Pensando al nostro passato, da metà Novecento si è trattato probabilmente di scrostare dallo studio dei testi classici l’impronta fascista: la sfortuna, in questo caso, è toccata più che ai testi, agli studiosi che avevano praticato quei metodi, che non vengono quasi più ricordati, se non per essere criticati nelle storie degli studi classici.
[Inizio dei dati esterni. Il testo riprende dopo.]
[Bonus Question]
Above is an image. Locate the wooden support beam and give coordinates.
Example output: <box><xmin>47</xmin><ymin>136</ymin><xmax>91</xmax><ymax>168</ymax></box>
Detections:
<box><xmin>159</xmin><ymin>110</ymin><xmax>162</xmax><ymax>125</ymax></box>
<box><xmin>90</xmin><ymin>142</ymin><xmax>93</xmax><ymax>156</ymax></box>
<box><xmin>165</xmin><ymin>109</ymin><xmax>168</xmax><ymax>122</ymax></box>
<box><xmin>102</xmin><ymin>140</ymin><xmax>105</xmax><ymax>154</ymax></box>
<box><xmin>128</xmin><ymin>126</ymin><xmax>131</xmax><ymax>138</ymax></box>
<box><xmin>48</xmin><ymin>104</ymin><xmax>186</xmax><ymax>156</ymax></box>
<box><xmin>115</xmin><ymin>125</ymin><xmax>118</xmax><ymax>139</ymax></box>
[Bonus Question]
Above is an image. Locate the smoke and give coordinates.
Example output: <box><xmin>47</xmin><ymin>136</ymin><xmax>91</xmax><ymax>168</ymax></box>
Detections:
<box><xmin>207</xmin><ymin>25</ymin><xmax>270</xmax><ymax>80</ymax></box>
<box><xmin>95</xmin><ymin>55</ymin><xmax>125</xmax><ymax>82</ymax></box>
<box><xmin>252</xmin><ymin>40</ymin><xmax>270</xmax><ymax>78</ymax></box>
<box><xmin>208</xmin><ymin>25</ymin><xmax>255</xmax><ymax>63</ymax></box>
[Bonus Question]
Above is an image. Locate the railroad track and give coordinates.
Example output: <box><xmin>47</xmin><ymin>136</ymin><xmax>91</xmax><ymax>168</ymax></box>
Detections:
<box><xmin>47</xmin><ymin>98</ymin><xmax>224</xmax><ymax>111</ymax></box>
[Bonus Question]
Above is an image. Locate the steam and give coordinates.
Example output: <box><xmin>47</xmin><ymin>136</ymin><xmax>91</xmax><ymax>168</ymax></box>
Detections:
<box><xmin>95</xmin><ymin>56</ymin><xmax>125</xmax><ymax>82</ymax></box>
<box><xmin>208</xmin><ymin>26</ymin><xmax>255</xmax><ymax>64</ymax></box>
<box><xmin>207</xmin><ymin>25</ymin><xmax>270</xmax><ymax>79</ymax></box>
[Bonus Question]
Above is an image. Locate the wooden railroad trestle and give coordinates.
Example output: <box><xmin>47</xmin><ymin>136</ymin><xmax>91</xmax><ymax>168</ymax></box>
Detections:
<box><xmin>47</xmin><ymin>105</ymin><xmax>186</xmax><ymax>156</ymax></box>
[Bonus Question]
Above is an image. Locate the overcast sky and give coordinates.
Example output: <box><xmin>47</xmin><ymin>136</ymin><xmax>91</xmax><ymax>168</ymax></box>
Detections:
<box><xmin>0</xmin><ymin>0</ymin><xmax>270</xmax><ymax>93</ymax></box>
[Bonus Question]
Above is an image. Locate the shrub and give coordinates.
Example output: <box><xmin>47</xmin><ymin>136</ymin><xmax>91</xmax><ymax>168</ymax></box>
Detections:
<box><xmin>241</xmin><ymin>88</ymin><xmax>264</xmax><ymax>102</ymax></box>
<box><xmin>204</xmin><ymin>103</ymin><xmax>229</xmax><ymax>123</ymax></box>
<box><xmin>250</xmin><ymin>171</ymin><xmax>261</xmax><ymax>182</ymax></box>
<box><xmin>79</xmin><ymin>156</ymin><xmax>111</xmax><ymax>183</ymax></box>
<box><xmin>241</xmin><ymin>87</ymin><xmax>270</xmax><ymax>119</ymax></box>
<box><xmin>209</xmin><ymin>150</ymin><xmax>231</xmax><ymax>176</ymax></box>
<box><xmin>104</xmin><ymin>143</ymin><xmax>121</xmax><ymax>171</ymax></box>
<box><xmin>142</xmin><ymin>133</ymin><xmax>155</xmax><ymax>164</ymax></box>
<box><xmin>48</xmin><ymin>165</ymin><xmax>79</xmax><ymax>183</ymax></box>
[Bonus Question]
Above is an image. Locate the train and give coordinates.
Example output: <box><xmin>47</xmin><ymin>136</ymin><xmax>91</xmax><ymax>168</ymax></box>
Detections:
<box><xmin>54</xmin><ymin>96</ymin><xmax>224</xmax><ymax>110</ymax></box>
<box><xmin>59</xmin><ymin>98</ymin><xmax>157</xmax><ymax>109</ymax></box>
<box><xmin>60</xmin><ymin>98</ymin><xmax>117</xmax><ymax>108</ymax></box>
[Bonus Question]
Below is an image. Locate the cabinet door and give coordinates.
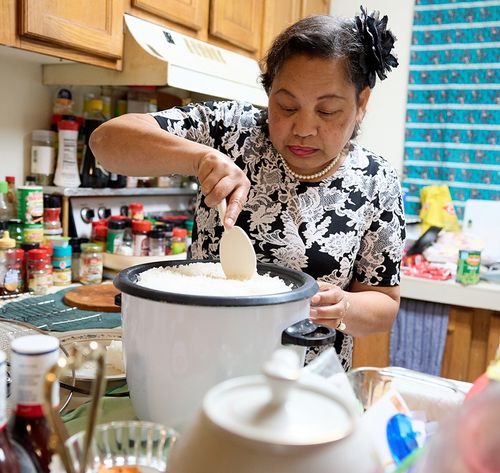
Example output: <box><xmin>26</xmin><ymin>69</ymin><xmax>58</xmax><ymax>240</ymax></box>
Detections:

Mentre in tempi recenti, anche la stessa impostazione che si potrebbe etichettare come “marxismo e mondo antico” – senza fare un parallelismo fra i totalitarismi – ha mostrato i suoi limiti.
Quanto alle recentissime prese di posizione o decisioni di istituzioni universitarie che mettono in discussione momenti fondamentali della cultura russa, – per fortuna ancora pochi esempi –, ma anche ai tentativi in tutta Europa di bloccare singole letture, presentazioni di libri ecc., secondo me si tratta di una sorta di riflesso ideologico che ha risentito delle eredità di cui parlavo rispetto agli studi classici e che non riesce ancora a distinguere la polemica politica dal patrimonio storico (su cui è necessario riflettere), che è molto più condiviso e comune alla cultura mondiale di quanto non siano invece le iniziative belliche, sciagurate, a opera di singoli regimi. Per questo, con molta pazienza ed evitando i toni urlanti, bisognerebbe riportare nei giusti limiti quelle che sono necessarie scelte politiche di boicottaggio, di sanzioni. Operare anche in questo caso delle distinzioni, lasciando aperti – vorrei usare questa espressione – dei “corridoi culturali”, che dovrebbero sempre spingere – proprio perché opera di riflessione critica e di confronto – alla convivenza e alla reciproca comprensione fra le culture. Per concludere, il messaggio che si dovrebbe lanciare rispetto agli ultimi episodi è questo: evitiamo l’isteria del boicottaggio culturale, se non delle istituzioni che abbiano dei forti riflessi politici, e manteniamo invece aperto questo confronto culturale anche con la storia delle nostre culture.